El mejor cumpleaños posible y una nueva etapa
A los pocos días de abandonar el Juan XXIII, precisamente el lunes, Zoe cumplió 15 años y esta vez el regalo más importante no fue una fiesta ni objetos materiales, sino la vida misma y la posibilidad de seguir adelante junto a su familia y amigos.
Deberá continuar con controles médicos periódicos mientras su cuerpo continúa recuperándose. Por recomendación médica, todavía deberá esperar un tiempo antes de retomar sus actividades normales, incluida la escuela, para evitar infecciones mientras refuerza sus defensas.

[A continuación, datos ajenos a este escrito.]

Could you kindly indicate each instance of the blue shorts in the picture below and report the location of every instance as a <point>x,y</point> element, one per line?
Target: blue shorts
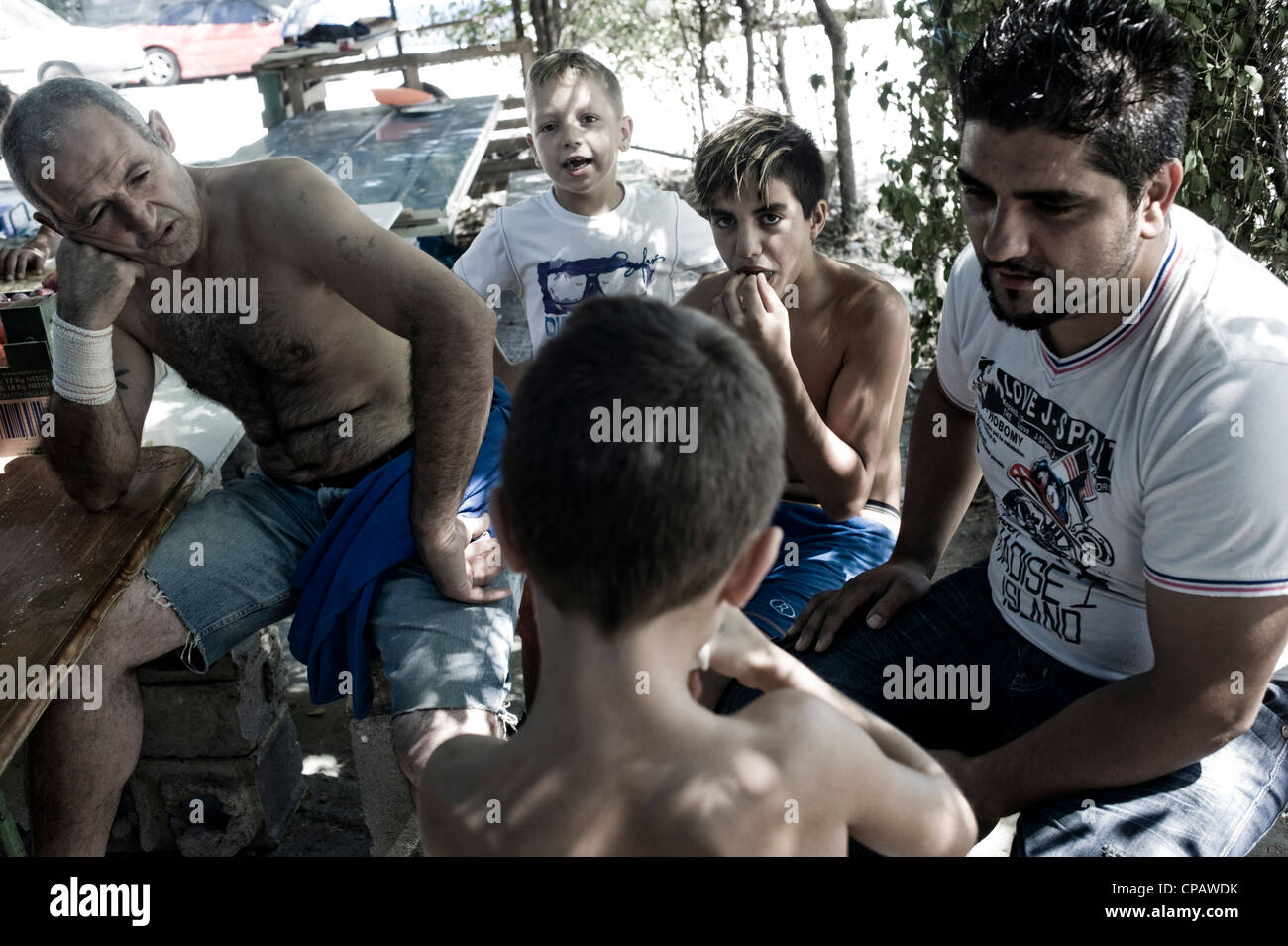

“Hoy disfrutamos junto a Zoe cosas que a veces naturalizamos y por la vorágine del día a día no nos detenemos a vivirlas. Y justamente, queremos que la lucha de nuestra hija se convierta en un ejemplo para nosotros y ojalá pueda ayudar a otras familias que estén atravesando por lo mismo a nunca perder la fe, a aferrarse a Dios más que nunca y saber que por más difícil que sea un momento, sí se puede, la esperanza siempre abre caminos”, concluyó la mamá.